Dopo diversi mesi di confronto con la Segreteria di Stato per la Sanità si è concluso un primo esame della proposta di riforma del sistema pensionistico, almeno con le associazioni dei datori di lavoro.
L’intervento mira principalmente a trattenere i lavoratori per più anni in attività (quota 103) e a rendere strutturale la ritenuta di solidarietà riparametrata sulle diverse fasce di reddito da pensione, in attesa che gli interventi di riforma – compresi quelli precedenti – producano per intero i loro effetti. Va detto che questa scelta non dà una risposta sufficiente alla riduzione del disavanzo tra entrate contributive e uscite per il pagamento delle pensioni, per ripianare il quale il bilancio dello Stato è chiamato ogni anno ad un esborso molto rilevante che rischia di diventare insostenibile. Per l’anno 2021 il disavanzo previdenziale ammonta a 22 milioni di euro al netto del contributo dello Stato pari a 29 milioni di euro.

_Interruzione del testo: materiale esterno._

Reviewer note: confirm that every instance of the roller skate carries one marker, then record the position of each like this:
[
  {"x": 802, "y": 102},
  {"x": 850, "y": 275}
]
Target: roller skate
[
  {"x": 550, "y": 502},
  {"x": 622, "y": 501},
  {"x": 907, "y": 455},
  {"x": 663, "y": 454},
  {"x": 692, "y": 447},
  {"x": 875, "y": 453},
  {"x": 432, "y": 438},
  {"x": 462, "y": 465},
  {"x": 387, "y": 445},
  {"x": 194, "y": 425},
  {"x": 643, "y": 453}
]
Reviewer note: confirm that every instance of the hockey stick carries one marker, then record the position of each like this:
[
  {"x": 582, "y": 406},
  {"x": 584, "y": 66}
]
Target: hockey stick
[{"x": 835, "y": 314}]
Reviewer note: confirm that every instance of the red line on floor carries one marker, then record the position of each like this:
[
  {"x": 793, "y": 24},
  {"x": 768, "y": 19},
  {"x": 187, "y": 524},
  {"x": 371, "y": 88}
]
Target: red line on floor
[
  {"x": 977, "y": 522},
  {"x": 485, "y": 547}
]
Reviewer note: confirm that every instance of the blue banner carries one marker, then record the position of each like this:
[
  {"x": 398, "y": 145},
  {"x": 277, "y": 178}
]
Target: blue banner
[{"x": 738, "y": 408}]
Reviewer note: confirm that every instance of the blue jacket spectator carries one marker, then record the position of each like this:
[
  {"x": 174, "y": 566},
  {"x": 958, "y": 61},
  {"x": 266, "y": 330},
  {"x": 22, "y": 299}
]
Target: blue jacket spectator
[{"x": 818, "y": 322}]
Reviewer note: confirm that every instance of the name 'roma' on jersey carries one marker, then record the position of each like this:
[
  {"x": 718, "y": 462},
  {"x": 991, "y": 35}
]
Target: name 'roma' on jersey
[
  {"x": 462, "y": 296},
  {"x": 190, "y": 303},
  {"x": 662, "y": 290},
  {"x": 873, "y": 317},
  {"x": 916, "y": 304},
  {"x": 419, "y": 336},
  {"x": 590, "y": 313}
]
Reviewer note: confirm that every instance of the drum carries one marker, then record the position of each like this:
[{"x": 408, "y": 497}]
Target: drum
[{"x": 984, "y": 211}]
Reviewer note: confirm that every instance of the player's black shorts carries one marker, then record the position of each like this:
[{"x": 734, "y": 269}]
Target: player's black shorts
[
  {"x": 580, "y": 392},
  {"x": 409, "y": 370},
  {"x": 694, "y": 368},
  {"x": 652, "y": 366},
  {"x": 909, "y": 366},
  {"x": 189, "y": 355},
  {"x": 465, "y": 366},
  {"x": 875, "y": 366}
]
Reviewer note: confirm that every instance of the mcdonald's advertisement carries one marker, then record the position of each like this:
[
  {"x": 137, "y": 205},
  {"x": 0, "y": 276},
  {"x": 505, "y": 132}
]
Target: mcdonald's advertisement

Entrando nel merito della riforma, dalle proiezioni attuariali si evince poi che il tasso di sostituzione si mantiene all’incirca nella stessa misura per i redditi da pensione medio bassi, mentre invece continuano ad essere penalizzati i lavoratori che si costruiscono una crescita professionale e un percorso di carriera. Questa dinamica va necessariamente corretta perché disincentiva – invece di premiare – l’impegno, il merito e l’assunzione di maggiori responsabilità.
Stiamo insistendo con forza per avere una proposta migliorativa nei riguardi del trattamento previdenziale dei dirigenti, oggi ulteriormente penalizzati dal tetto pensionistico, che di fatto si traduce in un ostacolo all’attrazione di queste figure professionali e costringe sempre più spesso le imprese ad adeguamenti retributivi e/o di previdenza integrativa estremamente onerosi. Inoltre, questo meccanismo, che prevede la perdita totale dei contributi sulla parte di retribuzione eccedente il tetto (oggi fissato ad €. 47.110,57), presenta a nostro avviso forti dubbi di costituzionalità e per questo va assolutamente modificato.
A tal riguardo abbiamo avanzato diverse proposte, come ad esempio quella di predisporre un modello che preveda, da un alto, l’elevazione graduale del tetto pensionistico e, dall’altro, una sensibile riduzione del peso contributivo sulla parte retributiva eccedente il tetto anzidetto. Oppure quella di trasferire buona parte dei contributi versati oltre il tetto a FONDISS nella posizione individuale del dirigente. L’obiettivo deve essere quello di coniugare il principio di solidarietà con quello di equità.
Altro punto su cui abbiamo posto l’attenzione è quello di evitare l’aumento dei contributi a carico delle imprese per non perdere competitività in termini di costo del lavoro. Prima di aumentare le aliquote, considerato che già oggi i fondi assegni familiari e malattia registrano residui attivi significativi, riteniamo opportuno trasferire tali risorse al fondo pensioni.
Vi sono poi una serie di altri argomenti importanti sui quali si sta ancora ricercando un punto di equilibrio come ad esempio il secondo pilastro (Fondiss) che necessita di essere rafforzato, la gestione dei fondi ai fini di una maggiore redditività, la cumulabilità del reddito da lavoro con quello da pensione, gli incentivi all’occupazione dei giovani, ecc.
Una riflessione in termini di equità, infine, va fatta anche per altre categorie per le quali lo Stato ogni anno è chiamato a un cospicuo esborso per il ripianamento del relativo disavanzo.
L’auspicio è che entro i prossimi mesi si possa trovare una sintesi affinché la riforma possa entrare in vigore dal 1° gennaio 2023 coniugando equità e sostenibilità del sistema pensionistico.